A PREMATURE baby who died two days after she was delivered by emergency caesarian section had suffered from oxygen deprivation and shortage of blood supply, an inquest heard.
Janani Elangasinghe’s mother, Dr Meredith King was called into Sheffield’s Jessop Wing Hospital last October - 29 weeks into pregnancy - after a blood sample revealed high levels of antibodies which can cause anaemia.
Medics advised the mum-to-be that a blood transfusion would be the best treatment for Janani, who had a genetic condition which destroys foetal red blood cells.
Dr King agreed and was admitted, accompanied by husband, Dr Vinod Elangasinghe.
The inquest, at the Medico Legal Centre, heard the transfusion appeared to be a success until the foetus’s heart rate plummeted and consultant Dilly Anumba ordered an emergency caesarean section.

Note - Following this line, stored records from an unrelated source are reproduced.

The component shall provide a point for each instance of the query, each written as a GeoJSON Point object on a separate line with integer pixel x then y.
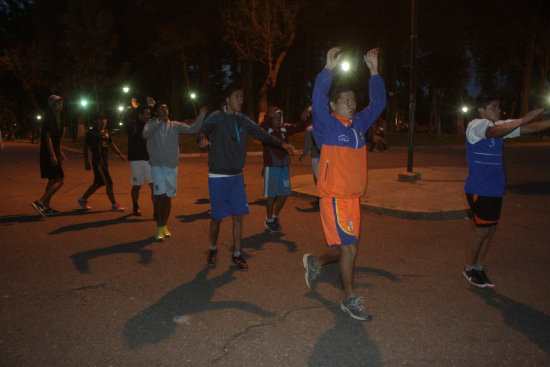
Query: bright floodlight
{"type": "Point", "coordinates": [345, 66]}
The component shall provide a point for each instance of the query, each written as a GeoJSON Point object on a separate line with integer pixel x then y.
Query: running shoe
{"type": "Point", "coordinates": [39, 208]}
{"type": "Point", "coordinates": [474, 277]}
{"type": "Point", "coordinates": [83, 203]}
{"type": "Point", "coordinates": [271, 225]}
{"type": "Point", "coordinates": [51, 211]}
{"type": "Point", "coordinates": [240, 262]}
{"type": "Point", "coordinates": [355, 307]}
{"type": "Point", "coordinates": [116, 207]}
{"type": "Point", "coordinates": [212, 254]}
{"type": "Point", "coordinates": [160, 235]}
{"type": "Point", "coordinates": [486, 282]}
{"type": "Point", "coordinates": [312, 270]}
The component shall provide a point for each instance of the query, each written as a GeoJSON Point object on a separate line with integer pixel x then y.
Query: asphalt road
{"type": "Point", "coordinates": [91, 288]}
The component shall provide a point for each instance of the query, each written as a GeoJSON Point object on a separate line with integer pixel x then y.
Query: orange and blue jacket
{"type": "Point", "coordinates": [343, 162]}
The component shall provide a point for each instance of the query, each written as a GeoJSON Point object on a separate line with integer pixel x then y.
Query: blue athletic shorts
{"type": "Point", "coordinates": [276, 181]}
{"type": "Point", "coordinates": [227, 197]}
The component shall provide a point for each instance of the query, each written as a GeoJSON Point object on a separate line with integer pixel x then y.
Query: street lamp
{"type": "Point", "coordinates": [345, 66]}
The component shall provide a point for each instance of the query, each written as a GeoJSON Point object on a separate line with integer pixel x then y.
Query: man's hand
{"type": "Point", "coordinates": [531, 115]}
{"type": "Point", "coordinates": [288, 147]}
{"type": "Point", "coordinates": [333, 55]}
{"type": "Point", "coordinates": [204, 143]}
{"type": "Point", "coordinates": [371, 59]}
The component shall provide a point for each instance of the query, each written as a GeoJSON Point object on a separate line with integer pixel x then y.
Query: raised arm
{"type": "Point", "coordinates": [377, 93]}
{"type": "Point", "coordinates": [501, 130]}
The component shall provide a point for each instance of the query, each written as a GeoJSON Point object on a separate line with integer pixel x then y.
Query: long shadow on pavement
{"type": "Point", "coordinates": [193, 217]}
{"type": "Point", "coordinates": [100, 223]}
{"type": "Point", "coordinates": [530, 188]}
{"type": "Point", "coordinates": [256, 241]}
{"type": "Point", "coordinates": [160, 320]}
{"type": "Point", "coordinates": [346, 344]}
{"type": "Point", "coordinates": [81, 259]}
{"type": "Point", "coordinates": [534, 324]}
{"type": "Point", "coordinates": [9, 220]}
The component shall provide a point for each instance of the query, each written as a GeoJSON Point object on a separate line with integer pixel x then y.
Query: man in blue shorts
{"type": "Point", "coordinates": [226, 132]}
{"type": "Point", "coordinates": [276, 161]}
{"type": "Point", "coordinates": [486, 181]}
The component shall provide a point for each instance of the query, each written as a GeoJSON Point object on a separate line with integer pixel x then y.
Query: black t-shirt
{"type": "Point", "coordinates": [52, 125]}
{"type": "Point", "coordinates": [99, 142]}
{"type": "Point", "coordinates": [137, 146]}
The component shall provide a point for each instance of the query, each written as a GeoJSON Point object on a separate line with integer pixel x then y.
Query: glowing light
{"type": "Point", "coordinates": [345, 66]}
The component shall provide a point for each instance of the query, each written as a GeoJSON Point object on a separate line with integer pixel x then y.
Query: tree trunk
{"type": "Point", "coordinates": [527, 75]}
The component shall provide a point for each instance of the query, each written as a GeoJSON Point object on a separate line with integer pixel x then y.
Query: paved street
{"type": "Point", "coordinates": [91, 288]}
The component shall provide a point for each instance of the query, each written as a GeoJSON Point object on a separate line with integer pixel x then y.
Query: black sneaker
{"type": "Point", "coordinates": [39, 208]}
{"type": "Point", "coordinates": [486, 282]}
{"type": "Point", "coordinates": [272, 225]}
{"type": "Point", "coordinates": [240, 262]}
{"type": "Point", "coordinates": [474, 276]}
{"type": "Point", "coordinates": [51, 211]}
{"type": "Point", "coordinates": [212, 257]}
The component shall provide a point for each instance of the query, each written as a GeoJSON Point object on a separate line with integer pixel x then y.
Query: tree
{"type": "Point", "coordinates": [261, 31]}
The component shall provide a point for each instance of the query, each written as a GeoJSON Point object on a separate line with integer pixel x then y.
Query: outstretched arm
{"type": "Point", "coordinates": [499, 131]}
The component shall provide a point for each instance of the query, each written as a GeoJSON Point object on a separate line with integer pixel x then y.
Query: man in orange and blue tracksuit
{"type": "Point", "coordinates": [342, 177]}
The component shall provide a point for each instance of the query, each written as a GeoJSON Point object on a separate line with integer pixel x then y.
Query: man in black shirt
{"type": "Point", "coordinates": [51, 156]}
{"type": "Point", "coordinates": [98, 141]}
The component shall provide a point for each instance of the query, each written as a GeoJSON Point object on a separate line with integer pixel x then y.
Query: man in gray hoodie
{"type": "Point", "coordinates": [162, 137]}
{"type": "Point", "coordinates": [226, 132]}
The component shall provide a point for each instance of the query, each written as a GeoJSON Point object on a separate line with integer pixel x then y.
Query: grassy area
{"type": "Point", "coordinates": [188, 142]}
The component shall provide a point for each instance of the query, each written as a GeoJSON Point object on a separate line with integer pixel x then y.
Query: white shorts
{"type": "Point", "coordinates": [165, 180]}
{"type": "Point", "coordinates": [141, 171]}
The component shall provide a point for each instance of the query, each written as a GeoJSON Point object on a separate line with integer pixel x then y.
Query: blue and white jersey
{"type": "Point", "coordinates": [486, 176]}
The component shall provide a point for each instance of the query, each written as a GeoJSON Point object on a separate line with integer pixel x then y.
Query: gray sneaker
{"type": "Point", "coordinates": [312, 270]}
{"type": "Point", "coordinates": [355, 308]}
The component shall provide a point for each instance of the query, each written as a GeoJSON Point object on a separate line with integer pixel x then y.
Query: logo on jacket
{"type": "Point", "coordinates": [343, 138]}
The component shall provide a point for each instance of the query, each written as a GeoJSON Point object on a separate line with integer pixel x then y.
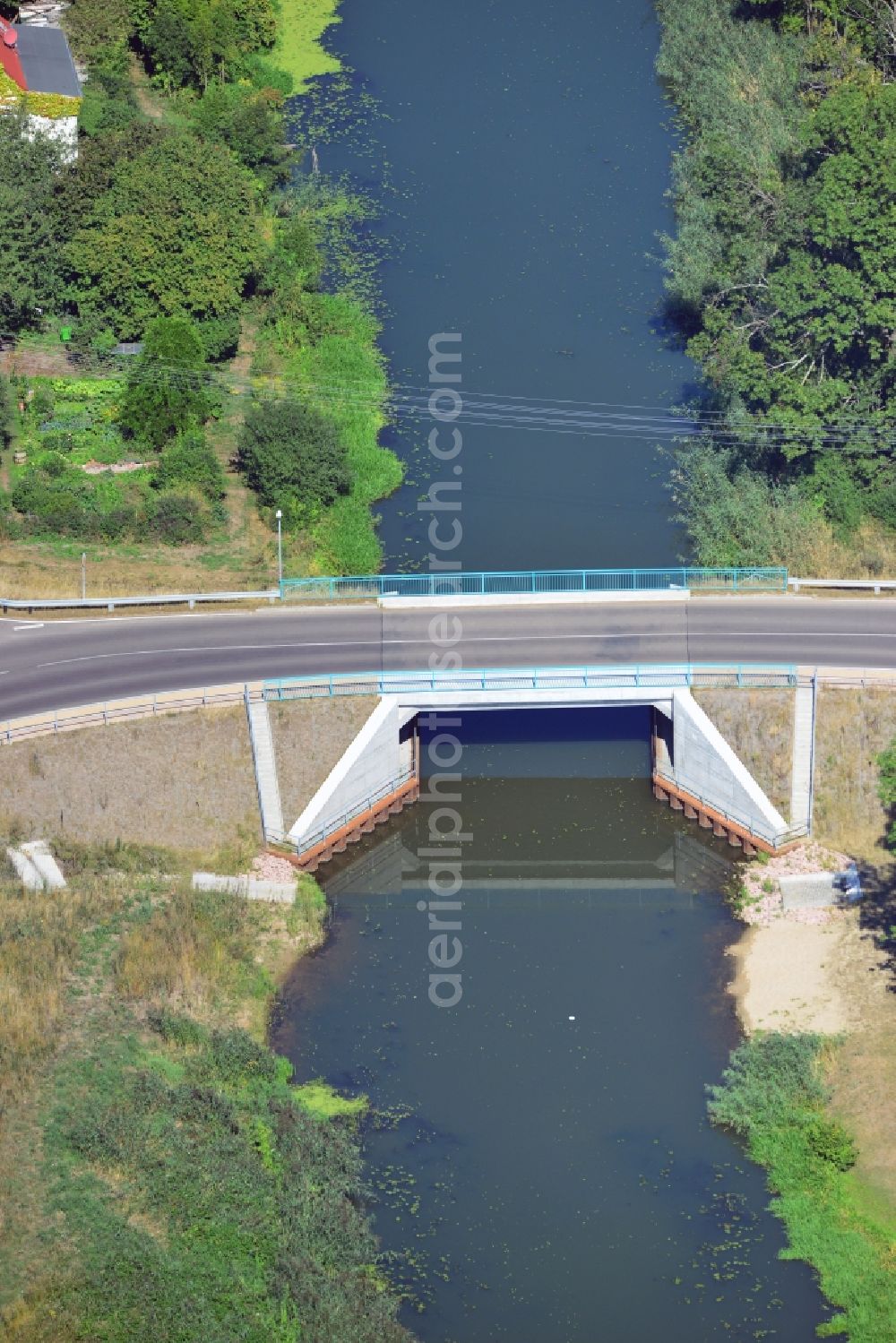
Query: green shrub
{"type": "Point", "coordinates": [177, 519]}
{"type": "Point", "coordinates": [293, 457]}
{"type": "Point", "coordinates": [166, 392]}
{"type": "Point", "coordinates": [829, 1141]}
{"type": "Point", "coordinates": [772, 1096]}
{"type": "Point", "coordinates": [191, 461]}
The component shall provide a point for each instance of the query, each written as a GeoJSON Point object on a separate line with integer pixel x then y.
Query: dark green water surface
{"type": "Point", "coordinates": [544, 1178]}
{"type": "Point", "coordinates": [521, 159]}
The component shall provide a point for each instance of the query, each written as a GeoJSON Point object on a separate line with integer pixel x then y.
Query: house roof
{"type": "Point", "coordinates": [46, 61]}
{"type": "Point", "coordinates": [8, 56]}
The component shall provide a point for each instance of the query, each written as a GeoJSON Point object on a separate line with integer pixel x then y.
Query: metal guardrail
{"type": "Point", "coordinates": [349, 683]}
{"type": "Point", "coordinates": [110, 603]}
{"type": "Point", "coordinates": [332, 685]}
{"type": "Point", "coordinates": [774, 837]}
{"type": "Point", "coordinates": [343, 818]}
{"type": "Point", "coordinates": [120, 710]}
{"type": "Point", "coordinates": [863, 584]}
{"type": "Point", "coordinates": [516, 583]}
{"type": "Point", "coordinates": [511, 583]}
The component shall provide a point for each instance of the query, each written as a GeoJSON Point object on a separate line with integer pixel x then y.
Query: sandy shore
{"type": "Point", "coordinates": [829, 977]}
{"type": "Point", "coordinates": [788, 976]}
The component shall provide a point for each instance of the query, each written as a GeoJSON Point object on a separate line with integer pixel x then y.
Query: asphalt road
{"type": "Point", "coordinates": [61, 664]}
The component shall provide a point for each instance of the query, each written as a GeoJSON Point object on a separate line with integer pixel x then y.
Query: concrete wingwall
{"type": "Point", "coordinates": [375, 761]}
{"type": "Point", "coordinates": [697, 759]}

Dr Anumba said: “I told the parents it had been one of the most straightforward transfusions I had done. It is normal for the heart rate of a foetus to drop but when it did not appear to return to normal, I decided we must operate.”
The premature girl was delivered and underwent another blood transfusion. But Janani continued to deteriorate and died, the court heard.

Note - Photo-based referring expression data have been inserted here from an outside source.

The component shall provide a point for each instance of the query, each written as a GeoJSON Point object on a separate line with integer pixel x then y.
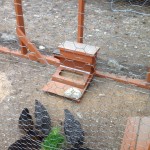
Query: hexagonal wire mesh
{"type": "Point", "coordinates": [106, 105]}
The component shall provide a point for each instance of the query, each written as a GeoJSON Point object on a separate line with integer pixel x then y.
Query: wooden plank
{"type": "Point", "coordinates": [84, 49]}
{"type": "Point", "coordinates": [31, 46]}
{"type": "Point", "coordinates": [50, 59]}
{"type": "Point", "coordinates": [81, 7]}
{"type": "Point", "coordinates": [124, 79]}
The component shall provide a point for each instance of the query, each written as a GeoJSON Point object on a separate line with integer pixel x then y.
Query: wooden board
{"type": "Point", "coordinates": [79, 47]}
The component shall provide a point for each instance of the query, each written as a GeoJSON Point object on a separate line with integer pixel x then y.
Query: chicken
{"type": "Point", "coordinates": [25, 121]}
{"type": "Point", "coordinates": [25, 143]}
{"type": "Point", "coordinates": [73, 130]}
{"type": "Point", "coordinates": [43, 121]}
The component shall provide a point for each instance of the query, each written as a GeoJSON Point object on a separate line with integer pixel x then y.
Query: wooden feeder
{"type": "Point", "coordinates": [79, 59]}
{"type": "Point", "coordinates": [72, 57]}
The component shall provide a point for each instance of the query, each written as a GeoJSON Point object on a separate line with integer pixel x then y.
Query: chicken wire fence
{"type": "Point", "coordinates": [33, 119]}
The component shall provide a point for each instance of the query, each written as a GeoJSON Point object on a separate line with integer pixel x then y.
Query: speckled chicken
{"type": "Point", "coordinates": [25, 121]}
{"type": "Point", "coordinates": [42, 118]}
{"type": "Point", "coordinates": [25, 143]}
{"type": "Point", "coordinates": [73, 130]}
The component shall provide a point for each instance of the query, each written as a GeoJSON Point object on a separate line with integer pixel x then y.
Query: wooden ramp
{"type": "Point", "coordinates": [137, 134]}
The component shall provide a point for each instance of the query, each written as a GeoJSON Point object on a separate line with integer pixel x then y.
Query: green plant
{"type": "Point", "coordinates": [54, 140]}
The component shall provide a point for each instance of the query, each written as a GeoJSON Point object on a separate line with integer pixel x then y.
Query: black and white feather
{"type": "Point", "coordinates": [25, 121]}
{"type": "Point", "coordinates": [42, 119]}
{"type": "Point", "coordinates": [73, 130]}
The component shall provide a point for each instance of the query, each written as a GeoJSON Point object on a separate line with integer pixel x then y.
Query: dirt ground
{"type": "Point", "coordinates": [106, 105]}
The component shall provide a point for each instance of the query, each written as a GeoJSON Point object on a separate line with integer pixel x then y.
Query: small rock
{"type": "Point", "coordinates": [41, 47]}
{"type": "Point", "coordinates": [102, 95]}
{"type": "Point", "coordinates": [73, 93]}
{"type": "Point", "coordinates": [79, 115]}
{"type": "Point", "coordinates": [114, 64]}
{"type": "Point", "coordinates": [8, 37]}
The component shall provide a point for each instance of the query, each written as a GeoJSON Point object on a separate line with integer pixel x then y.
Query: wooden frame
{"type": "Point", "coordinates": [29, 51]}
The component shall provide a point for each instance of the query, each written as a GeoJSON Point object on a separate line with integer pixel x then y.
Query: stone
{"type": "Point", "coordinates": [8, 37]}
{"type": "Point", "coordinates": [41, 47]}
{"type": "Point", "coordinates": [73, 93]}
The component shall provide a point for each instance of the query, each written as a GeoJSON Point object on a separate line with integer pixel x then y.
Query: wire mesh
{"type": "Point", "coordinates": [107, 107]}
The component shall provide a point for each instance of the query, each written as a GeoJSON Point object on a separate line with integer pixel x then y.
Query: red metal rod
{"type": "Point", "coordinates": [81, 7]}
{"type": "Point", "coordinates": [20, 22]}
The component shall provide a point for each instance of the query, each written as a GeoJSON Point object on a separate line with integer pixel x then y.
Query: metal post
{"type": "Point", "coordinates": [20, 23]}
{"type": "Point", "coordinates": [81, 7]}
{"type": "Point", "coordinates": [148, 76]}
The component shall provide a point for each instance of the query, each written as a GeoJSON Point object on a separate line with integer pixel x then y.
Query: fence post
{"type": "Point", "coordinates": [81, 7]}
{"type": "Point", "coordinates": [20, 22]}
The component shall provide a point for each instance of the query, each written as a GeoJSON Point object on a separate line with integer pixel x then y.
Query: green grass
{"type": "Point", "coordinates": [54, 140]}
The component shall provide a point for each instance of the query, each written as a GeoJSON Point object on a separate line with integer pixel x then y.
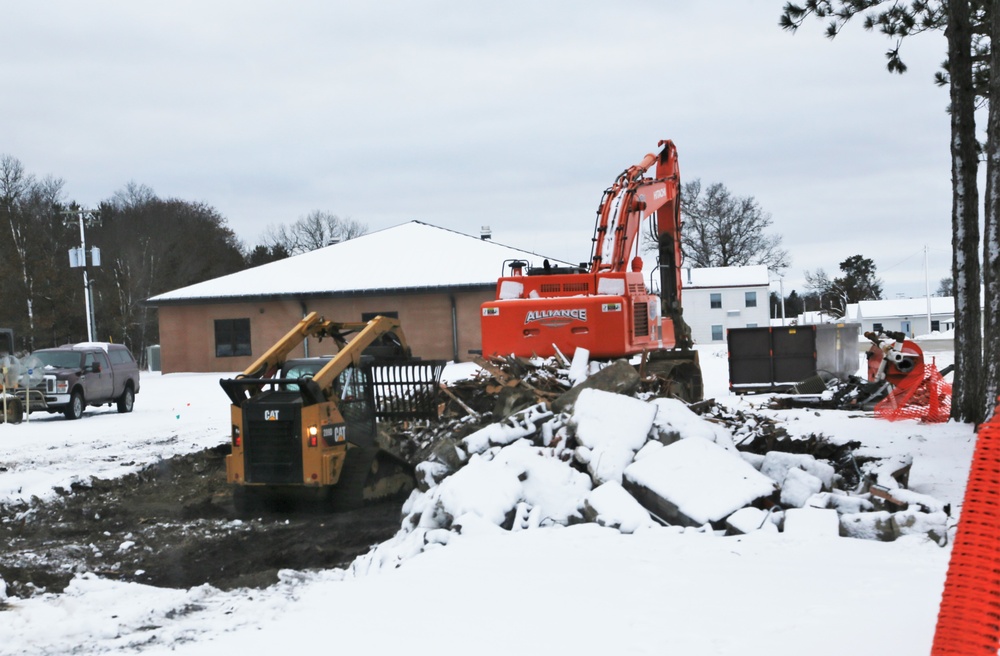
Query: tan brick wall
{"type": "Point", "coordinates": [187, 332]}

A post-mortem examination found the cause of death was oxygen deprivation and shortage of blood to tissue, leading to organ failure.
Following Janani’s death, her parents questioned whether doctors could have waited and monitored Janani in the womb rather than performing the transfusion.
Coroner Professor Robert Forrest recorded a verdict of death by natural causes. He said: “Without medical intervention Janani would have died in the womb and had it been delayed the outcome could have been the same.”